Ghost in the Gears

Description

110 pages
$9.95
ISBN 1-55017-065-1
DDC C811'.54

Publisher

Year

1993

Contributor

Reviewed by Wayne Ray

Wayne Ray is president of the Canadian Poetry Association and author of
Giants of the North.

Review

Howard White writes for the “man / woman-in-the-street majority.”
His specialty is the everyday event that we all know, see, and hear in
our workday lives.
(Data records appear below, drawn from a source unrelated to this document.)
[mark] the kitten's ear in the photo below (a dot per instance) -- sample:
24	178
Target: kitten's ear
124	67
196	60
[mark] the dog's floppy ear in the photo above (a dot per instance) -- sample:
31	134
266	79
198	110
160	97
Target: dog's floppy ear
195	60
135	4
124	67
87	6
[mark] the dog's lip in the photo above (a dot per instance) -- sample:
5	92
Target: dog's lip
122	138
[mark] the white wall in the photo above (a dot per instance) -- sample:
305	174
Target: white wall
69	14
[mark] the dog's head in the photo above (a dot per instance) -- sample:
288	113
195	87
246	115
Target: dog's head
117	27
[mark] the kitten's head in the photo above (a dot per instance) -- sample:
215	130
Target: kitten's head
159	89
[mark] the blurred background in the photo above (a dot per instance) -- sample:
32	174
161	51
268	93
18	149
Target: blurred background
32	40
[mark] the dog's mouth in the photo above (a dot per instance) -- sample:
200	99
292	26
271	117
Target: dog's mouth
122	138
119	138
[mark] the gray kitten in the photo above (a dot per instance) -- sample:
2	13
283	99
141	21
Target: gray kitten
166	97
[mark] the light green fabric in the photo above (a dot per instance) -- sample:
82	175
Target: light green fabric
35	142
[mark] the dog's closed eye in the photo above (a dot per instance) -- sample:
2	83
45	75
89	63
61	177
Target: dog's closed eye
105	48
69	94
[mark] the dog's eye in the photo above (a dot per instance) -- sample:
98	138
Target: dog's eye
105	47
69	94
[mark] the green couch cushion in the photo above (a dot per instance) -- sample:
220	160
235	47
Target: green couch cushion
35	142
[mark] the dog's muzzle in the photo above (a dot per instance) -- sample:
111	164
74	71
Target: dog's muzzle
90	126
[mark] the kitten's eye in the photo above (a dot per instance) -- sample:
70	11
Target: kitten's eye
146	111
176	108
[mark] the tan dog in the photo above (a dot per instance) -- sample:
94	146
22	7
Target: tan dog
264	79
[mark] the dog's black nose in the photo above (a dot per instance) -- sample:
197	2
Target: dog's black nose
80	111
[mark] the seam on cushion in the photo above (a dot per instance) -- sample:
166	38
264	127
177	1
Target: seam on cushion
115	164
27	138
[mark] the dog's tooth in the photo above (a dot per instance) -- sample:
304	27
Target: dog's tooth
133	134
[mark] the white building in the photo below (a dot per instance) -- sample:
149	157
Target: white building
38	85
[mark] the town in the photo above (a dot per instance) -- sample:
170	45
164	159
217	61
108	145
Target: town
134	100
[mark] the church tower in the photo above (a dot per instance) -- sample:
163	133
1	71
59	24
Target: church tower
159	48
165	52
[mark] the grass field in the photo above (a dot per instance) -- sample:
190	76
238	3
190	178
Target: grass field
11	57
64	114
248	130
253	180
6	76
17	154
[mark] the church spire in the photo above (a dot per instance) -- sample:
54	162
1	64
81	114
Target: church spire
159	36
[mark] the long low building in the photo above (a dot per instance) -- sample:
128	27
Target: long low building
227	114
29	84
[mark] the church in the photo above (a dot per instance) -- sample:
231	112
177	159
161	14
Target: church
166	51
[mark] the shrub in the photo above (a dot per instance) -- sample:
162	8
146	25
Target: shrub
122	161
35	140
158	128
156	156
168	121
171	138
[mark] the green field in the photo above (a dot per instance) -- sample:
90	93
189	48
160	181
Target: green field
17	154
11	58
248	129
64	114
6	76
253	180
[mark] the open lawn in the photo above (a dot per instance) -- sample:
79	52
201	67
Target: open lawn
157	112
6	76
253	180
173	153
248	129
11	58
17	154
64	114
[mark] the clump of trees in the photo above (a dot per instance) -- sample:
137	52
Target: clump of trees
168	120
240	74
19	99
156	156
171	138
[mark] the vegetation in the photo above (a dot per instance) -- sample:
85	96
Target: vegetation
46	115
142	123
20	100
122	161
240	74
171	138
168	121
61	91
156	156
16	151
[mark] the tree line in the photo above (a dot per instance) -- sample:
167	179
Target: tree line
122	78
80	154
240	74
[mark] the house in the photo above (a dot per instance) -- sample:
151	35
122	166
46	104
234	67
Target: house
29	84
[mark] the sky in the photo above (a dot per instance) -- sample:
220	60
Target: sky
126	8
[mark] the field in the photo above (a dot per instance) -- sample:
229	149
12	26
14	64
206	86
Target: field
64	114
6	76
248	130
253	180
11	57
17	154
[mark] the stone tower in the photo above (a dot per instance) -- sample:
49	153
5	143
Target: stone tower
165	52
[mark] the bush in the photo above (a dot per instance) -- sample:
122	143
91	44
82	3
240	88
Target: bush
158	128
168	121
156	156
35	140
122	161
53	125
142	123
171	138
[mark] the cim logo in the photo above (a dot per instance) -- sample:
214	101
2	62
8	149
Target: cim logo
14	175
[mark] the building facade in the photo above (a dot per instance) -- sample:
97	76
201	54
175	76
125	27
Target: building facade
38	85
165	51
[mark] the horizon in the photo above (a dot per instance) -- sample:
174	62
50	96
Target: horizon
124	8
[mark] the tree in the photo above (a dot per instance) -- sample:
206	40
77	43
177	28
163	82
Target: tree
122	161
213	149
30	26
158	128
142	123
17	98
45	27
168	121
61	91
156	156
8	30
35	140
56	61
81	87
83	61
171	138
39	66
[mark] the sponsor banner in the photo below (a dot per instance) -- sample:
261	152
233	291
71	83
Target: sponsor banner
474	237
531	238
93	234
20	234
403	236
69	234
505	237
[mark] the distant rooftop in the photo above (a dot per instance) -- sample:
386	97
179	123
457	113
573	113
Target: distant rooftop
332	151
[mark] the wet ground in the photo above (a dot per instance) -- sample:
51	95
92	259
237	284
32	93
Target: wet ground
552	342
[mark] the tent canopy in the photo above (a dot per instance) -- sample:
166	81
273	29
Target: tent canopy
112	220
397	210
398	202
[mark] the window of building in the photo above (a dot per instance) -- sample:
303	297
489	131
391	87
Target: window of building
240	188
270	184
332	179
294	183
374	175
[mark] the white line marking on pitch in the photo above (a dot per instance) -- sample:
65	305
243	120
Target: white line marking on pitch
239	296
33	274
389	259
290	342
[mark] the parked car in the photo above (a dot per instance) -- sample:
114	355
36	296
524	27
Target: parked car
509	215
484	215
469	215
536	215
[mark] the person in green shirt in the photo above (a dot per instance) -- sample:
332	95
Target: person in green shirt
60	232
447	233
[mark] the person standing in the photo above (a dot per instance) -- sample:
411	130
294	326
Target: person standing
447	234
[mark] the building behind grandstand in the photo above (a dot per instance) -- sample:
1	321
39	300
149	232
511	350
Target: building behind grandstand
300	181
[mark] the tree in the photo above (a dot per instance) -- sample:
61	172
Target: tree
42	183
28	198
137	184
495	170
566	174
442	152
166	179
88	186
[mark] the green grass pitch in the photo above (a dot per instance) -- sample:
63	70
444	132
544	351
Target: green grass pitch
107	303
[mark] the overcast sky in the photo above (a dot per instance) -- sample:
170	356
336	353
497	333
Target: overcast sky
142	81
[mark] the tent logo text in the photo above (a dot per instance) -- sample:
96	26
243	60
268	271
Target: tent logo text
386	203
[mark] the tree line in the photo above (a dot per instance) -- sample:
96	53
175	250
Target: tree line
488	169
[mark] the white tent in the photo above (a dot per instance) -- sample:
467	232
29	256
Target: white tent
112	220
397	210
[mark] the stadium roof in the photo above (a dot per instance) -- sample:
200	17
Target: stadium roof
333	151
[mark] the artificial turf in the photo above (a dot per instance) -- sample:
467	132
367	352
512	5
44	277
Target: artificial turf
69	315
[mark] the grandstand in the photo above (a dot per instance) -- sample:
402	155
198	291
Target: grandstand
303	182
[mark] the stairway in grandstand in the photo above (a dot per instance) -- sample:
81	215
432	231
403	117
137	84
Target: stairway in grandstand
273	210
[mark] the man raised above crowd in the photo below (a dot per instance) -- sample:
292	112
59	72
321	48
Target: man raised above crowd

He talks about the common man in “Scabby Mackay”:
“Sitting in his little stove-oil-soaked floatshack / he not too
apologetically called / ‘The black hole of Calcutta’ / swilling
greased coffee and scratching fleas / he summed it all up: Canadians, he
said / were the stupidest people in the world.” He leads us into
familiar lives in “Invisible Kid”: “The book was full of wrong
names for almost everything / but when I asked Mum it turned out they
weren’t / wrong, they were names they used in the place / books come
from, the big cities, far away. ... / Dick and Jane never wore gumboots
or lifejackets like me / and my sister did.” Were it not for the
glaring typos within the first 16 pages, the seeming lack of
proofreading, and inconsistent punctuation throughout, I would recommend
this book for the Milton Acorn People’s Poetry Award.